Altered Expression and Glucocorticoid-Inducibility of Hepatic CYP3A and CYP2B Enzymes in Male Rats Fed Diets Containing Soy Protein Isolate

Abstract

Hepatic CYP3A and CYP2B enzymes were studied in male Sprague-Dawley rats derived from 5–7 litters fed diets in which the protein source was either casein or soy protein isolate. At age 65 d, rats were gavaged with corn oil (vehicle) or 50 mg/kg dexamethasone. Hepatic expression of CYP3A and CYP2B1 mRNA, apoprotein and associated monooxygenase activities were measured. Consumption of soy diets significantly increased monooxygenase activity toward the following: the CYP3A substrates erythromycin and ethylmorphine N-demethylase; corticosterone and testosterone 6β-hydroxylase; and apoprotein and mRNA expression of CYP3A2 (P < 0.05). Dexamethasone significantly induced turnover of erythromycin and testosterone, expression of CYP3A apoprotein, and expression of CYP3A1 and CYP3A2 mRNA (P < 0.05).

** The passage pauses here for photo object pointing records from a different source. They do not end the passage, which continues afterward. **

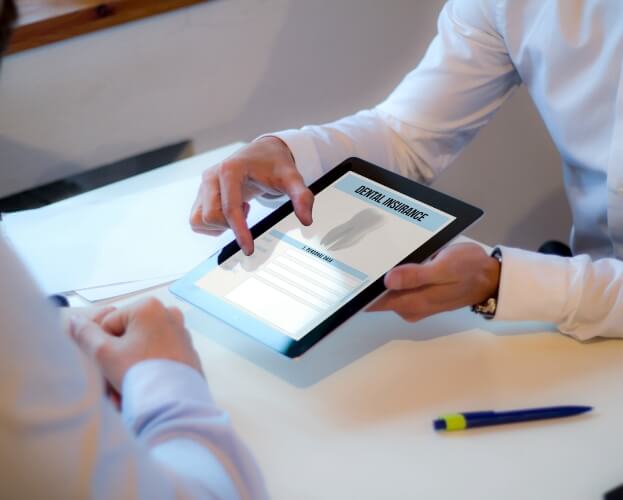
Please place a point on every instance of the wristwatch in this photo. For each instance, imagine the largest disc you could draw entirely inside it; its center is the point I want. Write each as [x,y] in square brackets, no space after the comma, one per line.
[488,308]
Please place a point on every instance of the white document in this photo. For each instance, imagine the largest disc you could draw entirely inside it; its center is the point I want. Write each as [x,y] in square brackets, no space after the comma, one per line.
[143,236]
[106,292]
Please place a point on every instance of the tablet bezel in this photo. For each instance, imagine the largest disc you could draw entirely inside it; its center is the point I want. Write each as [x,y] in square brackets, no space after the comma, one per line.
[464,213]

In addition, significant diet-inducer interactions were observed in the expression of CYP3A apoprotein and activities toward ethylmorphine, corticosterone and testosterone (P < 0.05). Significant diet-inducer interactions were also observed on CYP2B1-dependent pentoxyresorufin O-depentylase activity (P < 0.05). However, although dexamethasone significantly induced CYP2B1 expression at the apoprotein and mRNA level (P < 0.05), no significant diet effects were observed. These data suggest potential effects of soy consumption on the metabolism of a wide variety of CYP3A and CYP2B1 substrates, especially in situations involving coexposure to CYP inducers.